Test de Cthulhu The Cosmic Abyss, l'horreur technique sur PS5 !

Test Cthulhu The Cosmic Abyss

  Après l'excellent The Council et le mitigé Vampire : The Masquerade - Swansong, le studio bordelais Big Bad Wolf est de retour avec un projet qui sent bon le soufre et les abysses. Sorti dans un contexte très compliqué pour son éditeur Nacon (actuellement en redressement judiciaire), Cthulhu : The Cosmic Abyss se présente comme une réinterprétation futuriste du célèbre mythe de H.P. Lovecraft. Mais avant de plonger tête la première à 4 000 mètres de profondeur pour tester le jeu, il faut mettre les choses au clair : oubliez les combats épiques ou les courses-poursuites terrifiantes à la SOMA. Nous sommes ici face à un pur jeu narratif, sorte de Point & Click à la première personne qui flatte notre capacité de réflexion.

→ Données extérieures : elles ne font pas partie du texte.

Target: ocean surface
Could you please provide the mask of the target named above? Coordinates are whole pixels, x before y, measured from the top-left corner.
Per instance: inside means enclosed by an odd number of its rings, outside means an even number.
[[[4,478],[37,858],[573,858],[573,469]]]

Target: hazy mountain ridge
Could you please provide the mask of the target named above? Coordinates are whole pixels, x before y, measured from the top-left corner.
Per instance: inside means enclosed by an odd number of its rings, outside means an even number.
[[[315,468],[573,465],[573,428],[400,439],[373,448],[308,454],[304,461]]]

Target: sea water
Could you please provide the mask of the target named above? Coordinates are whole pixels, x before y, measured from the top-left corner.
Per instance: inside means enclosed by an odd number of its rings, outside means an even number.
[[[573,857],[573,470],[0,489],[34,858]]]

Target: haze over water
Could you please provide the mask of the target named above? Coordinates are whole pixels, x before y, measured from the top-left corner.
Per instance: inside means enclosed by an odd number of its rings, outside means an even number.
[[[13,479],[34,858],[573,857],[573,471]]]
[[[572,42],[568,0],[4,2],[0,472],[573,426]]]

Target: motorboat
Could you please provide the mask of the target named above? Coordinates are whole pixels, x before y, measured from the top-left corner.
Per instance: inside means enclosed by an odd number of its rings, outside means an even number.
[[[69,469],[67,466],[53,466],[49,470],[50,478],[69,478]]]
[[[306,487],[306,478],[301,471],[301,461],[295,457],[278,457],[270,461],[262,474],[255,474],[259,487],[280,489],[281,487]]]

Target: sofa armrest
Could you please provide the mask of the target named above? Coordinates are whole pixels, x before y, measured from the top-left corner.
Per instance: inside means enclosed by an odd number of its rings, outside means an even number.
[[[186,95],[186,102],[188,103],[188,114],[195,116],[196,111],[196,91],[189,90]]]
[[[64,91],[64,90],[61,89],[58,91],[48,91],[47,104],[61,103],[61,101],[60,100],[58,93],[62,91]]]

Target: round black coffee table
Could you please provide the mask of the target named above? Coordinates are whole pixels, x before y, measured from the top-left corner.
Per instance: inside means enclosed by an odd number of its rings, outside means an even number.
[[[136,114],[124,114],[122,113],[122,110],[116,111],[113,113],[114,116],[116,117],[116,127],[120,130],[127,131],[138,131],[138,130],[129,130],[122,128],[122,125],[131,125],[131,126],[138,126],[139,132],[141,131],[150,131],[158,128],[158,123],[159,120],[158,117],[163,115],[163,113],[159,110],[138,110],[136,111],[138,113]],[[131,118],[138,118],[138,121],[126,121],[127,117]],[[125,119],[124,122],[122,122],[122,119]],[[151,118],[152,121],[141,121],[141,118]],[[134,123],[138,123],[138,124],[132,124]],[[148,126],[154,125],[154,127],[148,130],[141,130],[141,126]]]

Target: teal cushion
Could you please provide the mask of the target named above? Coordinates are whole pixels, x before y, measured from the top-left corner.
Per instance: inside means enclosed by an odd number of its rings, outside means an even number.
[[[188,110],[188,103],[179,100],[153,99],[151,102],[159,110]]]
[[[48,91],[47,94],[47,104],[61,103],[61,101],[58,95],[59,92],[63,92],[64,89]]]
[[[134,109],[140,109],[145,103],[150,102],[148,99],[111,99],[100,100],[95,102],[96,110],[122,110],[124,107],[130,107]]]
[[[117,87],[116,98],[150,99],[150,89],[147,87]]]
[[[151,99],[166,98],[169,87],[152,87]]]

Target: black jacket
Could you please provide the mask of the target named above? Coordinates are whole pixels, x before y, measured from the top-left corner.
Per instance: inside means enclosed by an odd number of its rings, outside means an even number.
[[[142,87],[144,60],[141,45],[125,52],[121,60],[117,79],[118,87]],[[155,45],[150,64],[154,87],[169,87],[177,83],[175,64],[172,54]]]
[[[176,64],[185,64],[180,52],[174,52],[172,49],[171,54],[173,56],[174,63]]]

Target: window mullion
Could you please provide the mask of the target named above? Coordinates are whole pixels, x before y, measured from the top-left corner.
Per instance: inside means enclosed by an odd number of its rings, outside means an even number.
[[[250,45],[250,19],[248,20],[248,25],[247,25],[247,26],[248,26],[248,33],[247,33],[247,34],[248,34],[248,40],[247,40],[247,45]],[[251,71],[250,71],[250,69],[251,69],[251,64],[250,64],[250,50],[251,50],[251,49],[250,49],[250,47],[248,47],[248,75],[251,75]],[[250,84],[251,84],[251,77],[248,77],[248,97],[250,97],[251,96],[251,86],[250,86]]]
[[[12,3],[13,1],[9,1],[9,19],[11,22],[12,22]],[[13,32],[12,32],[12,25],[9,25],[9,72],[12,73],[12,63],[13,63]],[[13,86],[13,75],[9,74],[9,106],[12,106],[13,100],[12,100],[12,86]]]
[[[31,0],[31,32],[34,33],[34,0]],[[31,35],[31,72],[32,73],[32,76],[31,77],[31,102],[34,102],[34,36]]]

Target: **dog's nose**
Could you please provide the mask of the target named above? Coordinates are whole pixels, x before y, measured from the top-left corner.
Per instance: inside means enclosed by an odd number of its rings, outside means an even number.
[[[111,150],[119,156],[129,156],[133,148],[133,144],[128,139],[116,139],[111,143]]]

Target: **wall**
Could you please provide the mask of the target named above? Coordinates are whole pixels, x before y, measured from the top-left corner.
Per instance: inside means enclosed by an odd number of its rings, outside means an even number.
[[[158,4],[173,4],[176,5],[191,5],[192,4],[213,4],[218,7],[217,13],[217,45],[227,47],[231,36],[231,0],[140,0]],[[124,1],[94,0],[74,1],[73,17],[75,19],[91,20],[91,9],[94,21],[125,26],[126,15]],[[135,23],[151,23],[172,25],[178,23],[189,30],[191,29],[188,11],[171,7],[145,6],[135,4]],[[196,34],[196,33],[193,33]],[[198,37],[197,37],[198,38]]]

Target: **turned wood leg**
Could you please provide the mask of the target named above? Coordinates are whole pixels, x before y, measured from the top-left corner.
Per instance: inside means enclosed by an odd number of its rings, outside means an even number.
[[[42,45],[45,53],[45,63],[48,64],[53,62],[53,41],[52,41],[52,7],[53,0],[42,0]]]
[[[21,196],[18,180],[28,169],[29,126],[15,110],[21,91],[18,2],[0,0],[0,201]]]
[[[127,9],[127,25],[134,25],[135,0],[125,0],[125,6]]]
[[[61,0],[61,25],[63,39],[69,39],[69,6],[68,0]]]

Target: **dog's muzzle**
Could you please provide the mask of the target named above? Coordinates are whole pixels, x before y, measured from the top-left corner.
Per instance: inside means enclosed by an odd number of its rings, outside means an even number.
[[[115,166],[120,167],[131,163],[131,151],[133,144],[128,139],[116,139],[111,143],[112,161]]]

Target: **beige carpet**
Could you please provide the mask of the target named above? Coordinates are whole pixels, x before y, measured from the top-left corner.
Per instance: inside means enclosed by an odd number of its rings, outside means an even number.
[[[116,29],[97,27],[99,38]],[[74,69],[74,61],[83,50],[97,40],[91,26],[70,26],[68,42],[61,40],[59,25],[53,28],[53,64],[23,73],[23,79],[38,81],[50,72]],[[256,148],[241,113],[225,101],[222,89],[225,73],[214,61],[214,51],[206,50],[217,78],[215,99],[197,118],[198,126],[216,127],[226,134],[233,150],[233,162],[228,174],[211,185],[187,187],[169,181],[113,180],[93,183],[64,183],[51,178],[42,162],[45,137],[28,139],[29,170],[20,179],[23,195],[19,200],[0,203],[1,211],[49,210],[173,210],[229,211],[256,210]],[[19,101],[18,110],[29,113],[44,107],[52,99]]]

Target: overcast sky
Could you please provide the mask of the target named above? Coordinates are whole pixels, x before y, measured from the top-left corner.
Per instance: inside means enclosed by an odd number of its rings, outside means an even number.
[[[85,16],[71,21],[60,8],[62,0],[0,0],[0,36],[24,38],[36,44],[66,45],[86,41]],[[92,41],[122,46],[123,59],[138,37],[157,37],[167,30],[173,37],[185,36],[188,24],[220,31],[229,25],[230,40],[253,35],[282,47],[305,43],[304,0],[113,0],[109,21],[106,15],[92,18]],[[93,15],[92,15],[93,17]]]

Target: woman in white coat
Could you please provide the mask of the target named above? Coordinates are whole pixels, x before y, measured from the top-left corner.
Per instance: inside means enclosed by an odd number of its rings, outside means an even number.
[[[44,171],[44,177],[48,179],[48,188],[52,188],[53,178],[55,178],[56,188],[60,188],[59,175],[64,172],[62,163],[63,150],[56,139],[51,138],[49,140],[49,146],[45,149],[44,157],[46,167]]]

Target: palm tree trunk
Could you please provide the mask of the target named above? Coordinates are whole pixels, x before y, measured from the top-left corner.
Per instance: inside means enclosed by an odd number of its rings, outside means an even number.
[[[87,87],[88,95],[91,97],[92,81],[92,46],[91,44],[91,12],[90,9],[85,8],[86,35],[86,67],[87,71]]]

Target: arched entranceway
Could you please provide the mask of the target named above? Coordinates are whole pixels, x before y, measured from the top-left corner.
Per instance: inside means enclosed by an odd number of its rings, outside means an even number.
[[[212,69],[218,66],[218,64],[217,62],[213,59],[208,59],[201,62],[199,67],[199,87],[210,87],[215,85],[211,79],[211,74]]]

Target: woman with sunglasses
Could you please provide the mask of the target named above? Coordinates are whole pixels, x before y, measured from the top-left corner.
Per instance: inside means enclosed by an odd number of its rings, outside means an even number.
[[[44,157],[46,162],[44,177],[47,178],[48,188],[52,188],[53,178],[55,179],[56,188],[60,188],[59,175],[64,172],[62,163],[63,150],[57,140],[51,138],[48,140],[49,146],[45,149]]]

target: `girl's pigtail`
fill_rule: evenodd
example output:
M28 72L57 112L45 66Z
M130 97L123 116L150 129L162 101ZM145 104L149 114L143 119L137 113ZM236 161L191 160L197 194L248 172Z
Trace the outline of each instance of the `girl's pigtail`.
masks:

  L'histoire nous met dans la peau de Noah, agent de l'Ancile (une organisation spécialisée dans l'occulte), parti à la recherche de sa collègue Mei dans une station sous-marine. Pour éviter de parler tout seul, Noah est accompagné de Key, une intelligence artificielle ultra sophistiquée. C'est elle qui gère la mécanique principale du jeu : le sonar. Plutôt que de mettre bêtement en surbrillance tous les objets interactifs, vous devez d'abord scanner une matière pour l'enregistrer dans la base de données, et ainsi pouvoir traquer sa fréquence. C'est ingénieux, et couplé à un système de carte mentale où l'on doit relier ses déductions, le jeu offre un vrai sentiment de satisfaction "old school".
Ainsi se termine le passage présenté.